Parallelism and scheduling

Parallelism and Scheduling Deep Dive¶

Overview¶

Parallelism is a capacity control decision, not just a performance trick. In coroutine systems, limiting parallelism often improves stability and p99 latency.

Core Concepts¶

logical concurrency vs actual parallel execution
limitedParallelism constrains concurrent tasks
fairness and throughput tradeoffs
contention-aware scheduling

Internal Implementation¶

limitedParallelism creates a constrained dispatcher view that throttles active work while still using the parent dispatcher's infrastructure.

This provides a lightweight control boundary without introducing a new executor.

Threading Model¶

Limiting parallelism helps protect scarce resources:

DB connection pools
remote APIs with rate limits
CPU-heavy transforms

It does not eliminate thread contention; it reduces pressure on shared pools.

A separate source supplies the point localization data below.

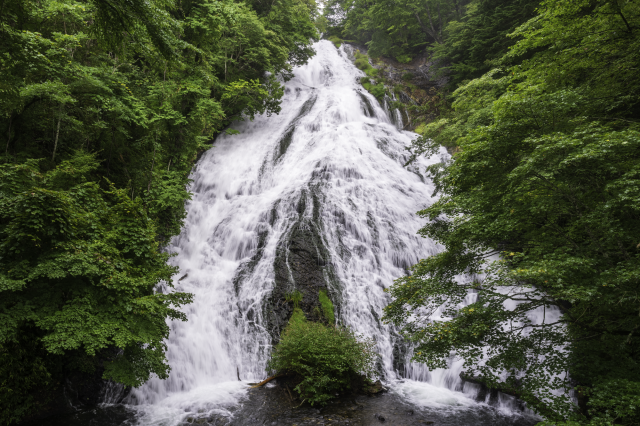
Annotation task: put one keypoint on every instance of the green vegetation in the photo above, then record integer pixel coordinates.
(105, 106)
(546, 175)
(327, 307)
(80, 264)
(397, 29)
(326, 359)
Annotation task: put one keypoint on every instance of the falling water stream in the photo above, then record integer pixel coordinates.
(332, 161)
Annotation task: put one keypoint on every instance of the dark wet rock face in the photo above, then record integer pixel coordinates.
(302, 264)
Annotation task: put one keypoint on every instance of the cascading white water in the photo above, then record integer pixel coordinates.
(334, 140)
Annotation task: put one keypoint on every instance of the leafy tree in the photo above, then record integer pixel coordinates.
(78, 265)
(547, 177)
(397, 29)
(472, 45)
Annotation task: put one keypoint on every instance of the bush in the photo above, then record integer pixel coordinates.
(327, 360)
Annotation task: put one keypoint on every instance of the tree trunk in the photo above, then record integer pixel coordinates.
(55, 144)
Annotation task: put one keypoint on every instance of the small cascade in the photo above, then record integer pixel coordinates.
(326, 176)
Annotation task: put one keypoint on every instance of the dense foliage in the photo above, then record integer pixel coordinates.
(398, 29)
(543, 195)
(80, 264)
(326, 359)
(105, 106)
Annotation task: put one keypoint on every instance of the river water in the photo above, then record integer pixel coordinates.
(332, 160)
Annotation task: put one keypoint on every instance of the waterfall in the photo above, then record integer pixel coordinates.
(328, 172)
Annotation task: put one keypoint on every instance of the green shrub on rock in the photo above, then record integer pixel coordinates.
(326, 360)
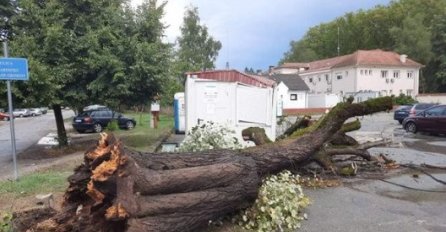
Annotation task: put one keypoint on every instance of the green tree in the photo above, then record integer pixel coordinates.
(84, 52)
(197, 49)
(439, 49)
(7, 10)
(413, 39)
(299, 52)
(150, 70)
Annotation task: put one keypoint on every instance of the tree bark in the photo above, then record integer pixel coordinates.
(117, 189)
(61, 132)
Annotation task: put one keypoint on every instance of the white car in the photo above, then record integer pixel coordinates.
(35, 112)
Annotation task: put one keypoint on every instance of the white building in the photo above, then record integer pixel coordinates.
(292, 92)
(231, 98)
(363, 74)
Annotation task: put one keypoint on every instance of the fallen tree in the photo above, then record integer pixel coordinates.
(117, 189)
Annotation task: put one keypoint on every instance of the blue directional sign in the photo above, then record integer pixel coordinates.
(14, 69)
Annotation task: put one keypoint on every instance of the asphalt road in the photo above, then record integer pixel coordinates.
(27, 132)
(374, 205)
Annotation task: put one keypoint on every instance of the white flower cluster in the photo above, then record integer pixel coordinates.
(278, 206)
(208, 136)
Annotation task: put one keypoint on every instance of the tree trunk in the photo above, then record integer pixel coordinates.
(61, 132)
(117, 189)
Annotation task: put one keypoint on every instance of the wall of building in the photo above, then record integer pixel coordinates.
(363, 78)
(230, 103)
(284, 95)
(390, 84)
(432, 98)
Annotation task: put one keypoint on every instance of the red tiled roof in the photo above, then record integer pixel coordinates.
(294, 65)
(361, 57)
(234, 76)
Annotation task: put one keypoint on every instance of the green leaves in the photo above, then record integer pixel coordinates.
(278, 206)
(197, 49)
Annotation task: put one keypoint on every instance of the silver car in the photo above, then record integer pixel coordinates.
(35, 112)
(21, 113)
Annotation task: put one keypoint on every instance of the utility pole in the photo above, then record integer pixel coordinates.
(11, 116)
(338, 42)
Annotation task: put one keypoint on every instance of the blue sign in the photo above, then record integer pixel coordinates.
(14, 69)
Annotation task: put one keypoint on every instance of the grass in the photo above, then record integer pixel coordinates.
(142, 137)
(35, 183)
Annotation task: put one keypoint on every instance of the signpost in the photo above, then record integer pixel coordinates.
(12, 69)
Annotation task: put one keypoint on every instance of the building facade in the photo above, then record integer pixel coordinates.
(363, 74)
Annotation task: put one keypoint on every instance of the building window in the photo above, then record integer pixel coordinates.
(293, 97)
(338, 76)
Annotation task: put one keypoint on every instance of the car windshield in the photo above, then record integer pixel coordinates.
(423, 106)
(85, 113)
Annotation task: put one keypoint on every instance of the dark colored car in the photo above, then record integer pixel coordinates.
(98, 119)
(420, 107)
(431, 120)
(401, 113)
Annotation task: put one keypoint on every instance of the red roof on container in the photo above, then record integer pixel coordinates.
(234, 76)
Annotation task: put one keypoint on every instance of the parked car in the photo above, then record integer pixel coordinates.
(401, 113)
(97, 119)
(420, 107)
(430, 120)
(44, 110)
(4, 116)
(35, 112)
(21, 113)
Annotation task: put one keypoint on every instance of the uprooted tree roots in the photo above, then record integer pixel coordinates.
(117, 189)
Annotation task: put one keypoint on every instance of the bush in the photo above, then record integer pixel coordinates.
(208, 136)
(113, 125)
(278, 206)
(404, 100)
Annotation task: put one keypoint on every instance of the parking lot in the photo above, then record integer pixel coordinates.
(28, 131)
(374, 205)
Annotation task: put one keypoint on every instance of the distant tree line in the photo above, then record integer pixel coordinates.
(412, 27)
(106, 52)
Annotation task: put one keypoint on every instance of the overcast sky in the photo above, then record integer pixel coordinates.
(256, 33)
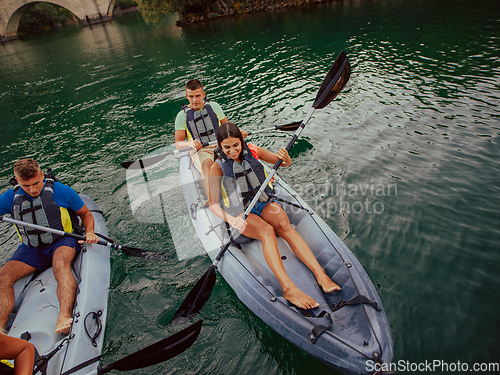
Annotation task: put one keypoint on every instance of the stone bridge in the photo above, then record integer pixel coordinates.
(87, 11)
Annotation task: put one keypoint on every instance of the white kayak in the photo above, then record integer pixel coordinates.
(37, 307)
(348, 332)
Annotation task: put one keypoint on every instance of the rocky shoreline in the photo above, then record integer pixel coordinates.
(232, 8)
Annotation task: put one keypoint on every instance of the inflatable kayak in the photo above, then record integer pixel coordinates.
(348, 332)
(36, 309)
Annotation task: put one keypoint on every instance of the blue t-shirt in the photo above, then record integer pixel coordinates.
(63, 196)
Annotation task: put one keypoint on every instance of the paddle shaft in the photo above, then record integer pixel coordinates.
(333, 83)
(58, 232)
(266, 182)
(320, 101)
(154, 159)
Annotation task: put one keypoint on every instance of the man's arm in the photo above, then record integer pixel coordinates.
(88, 223)
(180, 142)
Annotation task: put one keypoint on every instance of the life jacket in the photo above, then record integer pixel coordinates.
(241, 181)
(43, 211)
(202, 125)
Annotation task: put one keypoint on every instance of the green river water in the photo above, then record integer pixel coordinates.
(403, 165)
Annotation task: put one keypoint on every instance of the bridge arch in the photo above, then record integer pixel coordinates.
(86, 11)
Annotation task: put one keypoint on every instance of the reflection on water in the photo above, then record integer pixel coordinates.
(421, 111)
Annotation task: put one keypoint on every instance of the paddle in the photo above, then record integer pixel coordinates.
(151, 355)
(130, 251)
(335, 80)
(146, 162)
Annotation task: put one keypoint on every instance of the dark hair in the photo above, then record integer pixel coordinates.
(26, 168)
(229, 130)
(194, 84)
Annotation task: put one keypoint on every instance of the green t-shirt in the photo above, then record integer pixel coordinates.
(181, 124)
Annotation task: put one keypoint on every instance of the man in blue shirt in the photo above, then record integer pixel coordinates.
(44, 202)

Coroutine / Flow Behavior¶

In Flow-heavy systems, parallel map/merge operations can overwhelm downstream. Applying bounded concurrency keeps pipelines predictable under load.

Code Examples¶

val limited = Dispatchers.Default.limitedParallelism(4)

suspend fun process(items: List<Item>) = coroutineScope {
    items.map { item ->
        async(limited) { transform(item) }
    }.awaitAll()
}

Common Interview Questions¶

Q: When should you use limitedParallelism? A: Lead with correctness then throughput: choose dispatcher by workload type, keep critical sections small, cap parallelism, and monitor tail latency and queue depth.
Q: Is it equivalent to a fixed thread pool? A: Lead with correctness then throughput: choose dispatcher by workload type, keep critical sections small, cap parallelism, and monitor tail latency and queue depth.
Q: How do you pick the limit value? A: Answer with correctness first and throughput second: cancellation model, dispatcher choice, bounded parallelism, and contention or latency measurements.
Q: What metrics validate the chosen bound? A: Answer with correctness first and throughput second: cancellation model, dispatcher choice, bounded parallelism, and contention or latency measurements.

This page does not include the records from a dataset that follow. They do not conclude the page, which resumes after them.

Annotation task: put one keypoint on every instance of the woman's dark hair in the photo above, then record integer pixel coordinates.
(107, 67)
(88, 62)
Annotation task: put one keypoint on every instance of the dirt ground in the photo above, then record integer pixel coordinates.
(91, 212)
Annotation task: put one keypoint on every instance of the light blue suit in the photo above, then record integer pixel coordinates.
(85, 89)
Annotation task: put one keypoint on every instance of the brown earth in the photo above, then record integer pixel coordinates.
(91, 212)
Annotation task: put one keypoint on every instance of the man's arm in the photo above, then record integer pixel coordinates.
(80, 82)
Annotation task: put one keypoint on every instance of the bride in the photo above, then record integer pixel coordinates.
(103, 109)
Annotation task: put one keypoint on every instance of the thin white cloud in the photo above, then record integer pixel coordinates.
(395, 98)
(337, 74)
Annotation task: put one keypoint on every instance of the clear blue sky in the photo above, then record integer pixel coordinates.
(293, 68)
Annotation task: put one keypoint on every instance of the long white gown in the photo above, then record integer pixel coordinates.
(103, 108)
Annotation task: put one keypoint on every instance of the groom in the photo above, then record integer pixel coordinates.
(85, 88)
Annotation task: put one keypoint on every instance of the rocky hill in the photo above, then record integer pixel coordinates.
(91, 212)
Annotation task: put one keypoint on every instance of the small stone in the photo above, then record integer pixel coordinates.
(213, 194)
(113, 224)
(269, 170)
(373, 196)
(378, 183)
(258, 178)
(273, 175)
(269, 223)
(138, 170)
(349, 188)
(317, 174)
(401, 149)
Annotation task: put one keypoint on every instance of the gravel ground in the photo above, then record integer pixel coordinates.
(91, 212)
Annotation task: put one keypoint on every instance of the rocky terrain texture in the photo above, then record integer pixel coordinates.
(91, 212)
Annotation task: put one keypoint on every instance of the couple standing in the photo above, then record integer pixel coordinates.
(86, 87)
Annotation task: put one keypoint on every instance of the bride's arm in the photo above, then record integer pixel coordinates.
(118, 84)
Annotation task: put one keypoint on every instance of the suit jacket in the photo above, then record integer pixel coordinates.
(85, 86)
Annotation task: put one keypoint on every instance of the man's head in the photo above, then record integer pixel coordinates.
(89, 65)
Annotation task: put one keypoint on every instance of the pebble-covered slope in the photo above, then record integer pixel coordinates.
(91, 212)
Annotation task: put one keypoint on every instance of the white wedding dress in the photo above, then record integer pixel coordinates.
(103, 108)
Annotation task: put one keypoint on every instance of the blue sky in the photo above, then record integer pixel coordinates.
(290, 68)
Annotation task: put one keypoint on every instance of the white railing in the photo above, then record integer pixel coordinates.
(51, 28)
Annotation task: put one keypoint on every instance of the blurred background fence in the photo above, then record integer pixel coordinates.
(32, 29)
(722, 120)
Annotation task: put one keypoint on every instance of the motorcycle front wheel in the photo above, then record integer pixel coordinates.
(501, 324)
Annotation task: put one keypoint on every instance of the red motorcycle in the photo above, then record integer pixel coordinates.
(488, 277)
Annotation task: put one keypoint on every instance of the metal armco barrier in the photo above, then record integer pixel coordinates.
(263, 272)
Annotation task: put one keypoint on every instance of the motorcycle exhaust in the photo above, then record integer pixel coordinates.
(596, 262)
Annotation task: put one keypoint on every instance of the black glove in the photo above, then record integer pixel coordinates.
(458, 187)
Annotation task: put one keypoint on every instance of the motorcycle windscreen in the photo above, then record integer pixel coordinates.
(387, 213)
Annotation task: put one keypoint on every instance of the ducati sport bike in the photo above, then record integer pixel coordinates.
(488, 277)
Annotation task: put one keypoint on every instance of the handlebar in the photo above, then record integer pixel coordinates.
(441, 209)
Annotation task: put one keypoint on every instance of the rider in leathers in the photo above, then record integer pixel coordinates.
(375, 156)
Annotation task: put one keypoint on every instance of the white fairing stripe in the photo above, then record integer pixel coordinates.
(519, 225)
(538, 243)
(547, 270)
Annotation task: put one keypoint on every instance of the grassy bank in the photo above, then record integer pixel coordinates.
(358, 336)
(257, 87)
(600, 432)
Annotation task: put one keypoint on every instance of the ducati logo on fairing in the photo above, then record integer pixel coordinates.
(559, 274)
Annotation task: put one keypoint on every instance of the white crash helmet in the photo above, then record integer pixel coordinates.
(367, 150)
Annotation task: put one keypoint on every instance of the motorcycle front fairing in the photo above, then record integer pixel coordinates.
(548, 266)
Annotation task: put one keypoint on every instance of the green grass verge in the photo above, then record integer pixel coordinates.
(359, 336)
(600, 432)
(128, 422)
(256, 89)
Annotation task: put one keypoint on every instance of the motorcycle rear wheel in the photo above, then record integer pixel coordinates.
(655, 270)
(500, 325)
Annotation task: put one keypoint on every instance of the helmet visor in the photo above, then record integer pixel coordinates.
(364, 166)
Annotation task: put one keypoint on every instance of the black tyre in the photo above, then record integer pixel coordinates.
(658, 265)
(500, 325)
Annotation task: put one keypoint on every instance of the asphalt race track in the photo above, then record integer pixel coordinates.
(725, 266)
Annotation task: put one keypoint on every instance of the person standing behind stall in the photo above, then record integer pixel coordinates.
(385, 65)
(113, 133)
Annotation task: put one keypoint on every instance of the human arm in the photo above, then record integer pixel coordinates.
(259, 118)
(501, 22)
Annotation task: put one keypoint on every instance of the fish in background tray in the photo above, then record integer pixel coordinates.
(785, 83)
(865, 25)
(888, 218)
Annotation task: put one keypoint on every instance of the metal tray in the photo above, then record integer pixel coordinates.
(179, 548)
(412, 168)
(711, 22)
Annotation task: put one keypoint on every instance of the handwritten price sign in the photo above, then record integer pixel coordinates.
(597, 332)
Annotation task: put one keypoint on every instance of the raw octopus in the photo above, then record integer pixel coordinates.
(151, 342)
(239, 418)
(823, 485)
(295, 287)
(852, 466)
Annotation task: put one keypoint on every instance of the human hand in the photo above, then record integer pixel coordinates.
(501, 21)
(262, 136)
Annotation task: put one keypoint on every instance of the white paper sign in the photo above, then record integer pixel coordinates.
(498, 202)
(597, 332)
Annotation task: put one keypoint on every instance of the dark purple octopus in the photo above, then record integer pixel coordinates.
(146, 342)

Production Considerations¶

start conservative and tune with metrics
separate limits per bottlenecked dependency
revisit limits as workload profile changes
avoid one global limit for unrelated workloads

Performance Insights¶

High parallelism can improve average throughput but hurt tail latency. Bounded scheduling often stabilizes responsiveness and reduces queue collapse.

Senior-Level Insights¶

Staff-level discussions should include concurrency budgets and SLO alignment: parallelism choices should be tied to reliability targets, not guesswork.